Gilbert se dégagea des plis de la robe à grandes fleurs, glissa sa tête sous une épaule et s’agenouilla à son tour sur la banquette de devant, cherchant avec des yeux ardents mademoiselle de Taverney au milieu de tous ces pygmées ascendants.

Il crut reconnaître Nicole à son bonnet.

— Voilà, madame, dit le postillon ; que faut-il faire maintenant ?

— Il faut dépasser tout cela.

— Dépasser tout cela, impossible, madame. On ne dépasse pas la dauphine.

— Pourquoi ?

— Parce que c’est défendu. Peste ! dépasser les chevaux du roi ! j’irais aux galères.

— Écoute, mon ami, arrange-toi comme tu pourras, mais il faut que je les dépasse.

— Mais vous n’êtes donc pas de l’escorte ? demanda Gilbert, qui avait pris jusque-là le carrosse de la jeune dame pour une voiture en retard, et qui n’avait vu dans toute cette diligence qu’un désir de reprendre la file.

— Désir de s’instruire est bon, répondit la jeune dame, indiscrétion ne vaut rien.

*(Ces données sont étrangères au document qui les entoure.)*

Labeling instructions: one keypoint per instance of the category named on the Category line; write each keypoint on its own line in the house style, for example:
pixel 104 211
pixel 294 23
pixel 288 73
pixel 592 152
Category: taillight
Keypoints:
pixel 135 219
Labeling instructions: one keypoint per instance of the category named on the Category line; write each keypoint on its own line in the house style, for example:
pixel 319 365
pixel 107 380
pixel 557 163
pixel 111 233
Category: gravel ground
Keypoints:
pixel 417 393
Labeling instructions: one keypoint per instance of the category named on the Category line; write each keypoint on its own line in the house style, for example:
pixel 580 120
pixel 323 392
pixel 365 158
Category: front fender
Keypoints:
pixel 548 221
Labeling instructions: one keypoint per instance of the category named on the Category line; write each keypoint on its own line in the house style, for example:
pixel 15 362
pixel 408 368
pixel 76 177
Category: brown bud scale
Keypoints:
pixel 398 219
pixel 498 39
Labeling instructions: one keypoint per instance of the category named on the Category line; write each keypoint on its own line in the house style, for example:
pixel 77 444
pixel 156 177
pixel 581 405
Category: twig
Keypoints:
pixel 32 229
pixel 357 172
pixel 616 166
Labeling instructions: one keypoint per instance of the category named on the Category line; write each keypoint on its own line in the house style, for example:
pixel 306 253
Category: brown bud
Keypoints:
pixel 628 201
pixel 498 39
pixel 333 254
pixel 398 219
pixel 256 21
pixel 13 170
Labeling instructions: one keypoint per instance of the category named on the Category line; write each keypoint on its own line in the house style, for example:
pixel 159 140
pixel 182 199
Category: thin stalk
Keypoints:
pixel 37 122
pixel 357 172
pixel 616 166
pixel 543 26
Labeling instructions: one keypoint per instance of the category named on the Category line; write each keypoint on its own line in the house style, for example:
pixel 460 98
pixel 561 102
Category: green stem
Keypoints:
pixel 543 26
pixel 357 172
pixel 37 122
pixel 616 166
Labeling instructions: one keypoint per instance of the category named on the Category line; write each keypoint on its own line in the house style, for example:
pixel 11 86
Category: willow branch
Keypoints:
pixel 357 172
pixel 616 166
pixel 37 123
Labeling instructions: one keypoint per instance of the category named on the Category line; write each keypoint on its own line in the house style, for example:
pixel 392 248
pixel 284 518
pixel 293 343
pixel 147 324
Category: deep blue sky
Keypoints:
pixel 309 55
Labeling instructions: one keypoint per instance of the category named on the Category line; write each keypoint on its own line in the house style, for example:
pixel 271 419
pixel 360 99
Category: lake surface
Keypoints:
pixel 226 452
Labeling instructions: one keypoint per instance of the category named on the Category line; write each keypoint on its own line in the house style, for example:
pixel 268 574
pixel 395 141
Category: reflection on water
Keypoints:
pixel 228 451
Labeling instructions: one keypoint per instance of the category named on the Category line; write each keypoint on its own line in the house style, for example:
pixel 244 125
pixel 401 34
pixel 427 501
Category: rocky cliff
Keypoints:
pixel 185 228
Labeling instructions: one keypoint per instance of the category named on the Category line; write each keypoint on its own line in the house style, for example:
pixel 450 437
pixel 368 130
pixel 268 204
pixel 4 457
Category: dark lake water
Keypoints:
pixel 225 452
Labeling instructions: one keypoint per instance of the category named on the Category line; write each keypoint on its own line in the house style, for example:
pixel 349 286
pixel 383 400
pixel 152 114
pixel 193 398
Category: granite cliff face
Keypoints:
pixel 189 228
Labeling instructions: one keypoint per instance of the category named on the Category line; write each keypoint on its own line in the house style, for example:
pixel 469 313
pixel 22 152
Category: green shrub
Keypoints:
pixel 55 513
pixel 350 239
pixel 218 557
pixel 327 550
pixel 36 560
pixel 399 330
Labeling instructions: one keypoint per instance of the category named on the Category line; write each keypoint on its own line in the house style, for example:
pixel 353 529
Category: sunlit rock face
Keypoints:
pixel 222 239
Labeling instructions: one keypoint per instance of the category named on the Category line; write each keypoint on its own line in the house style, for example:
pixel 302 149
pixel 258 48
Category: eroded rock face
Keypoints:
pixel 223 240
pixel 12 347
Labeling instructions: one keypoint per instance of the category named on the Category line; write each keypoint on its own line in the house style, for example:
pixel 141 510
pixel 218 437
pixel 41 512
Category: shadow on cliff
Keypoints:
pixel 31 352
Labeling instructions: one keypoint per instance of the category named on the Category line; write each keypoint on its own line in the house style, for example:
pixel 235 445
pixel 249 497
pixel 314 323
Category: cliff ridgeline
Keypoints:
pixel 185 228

— Excusez-moi, madame, répondit Gilbert en rougissant.

— Eh bien ! que faisons-nous ? demanda la voyageuse au postillon.

— Dame ! nous marcherons derrière jusqu’à Vitry. Là, si Son Altesse s’arrête, nous demanderons la permission de passer.

— Oui, mais on s’informera qui je suis, et l’on saura !… Non, non, cela ne vaut rien ; cherchons autre chose.

— Madame, dit Gilbert, si j’osais vous donner un avis…

— Donnez, mon ami, donnez, et s’il est bon on le suivra.

— Ce serait de prendre quelque chemin de traverse tournant autour de Vitry, et ainsi l’on se trouverait en avant de madame la dauphine, sans lui avoir manqué de respect.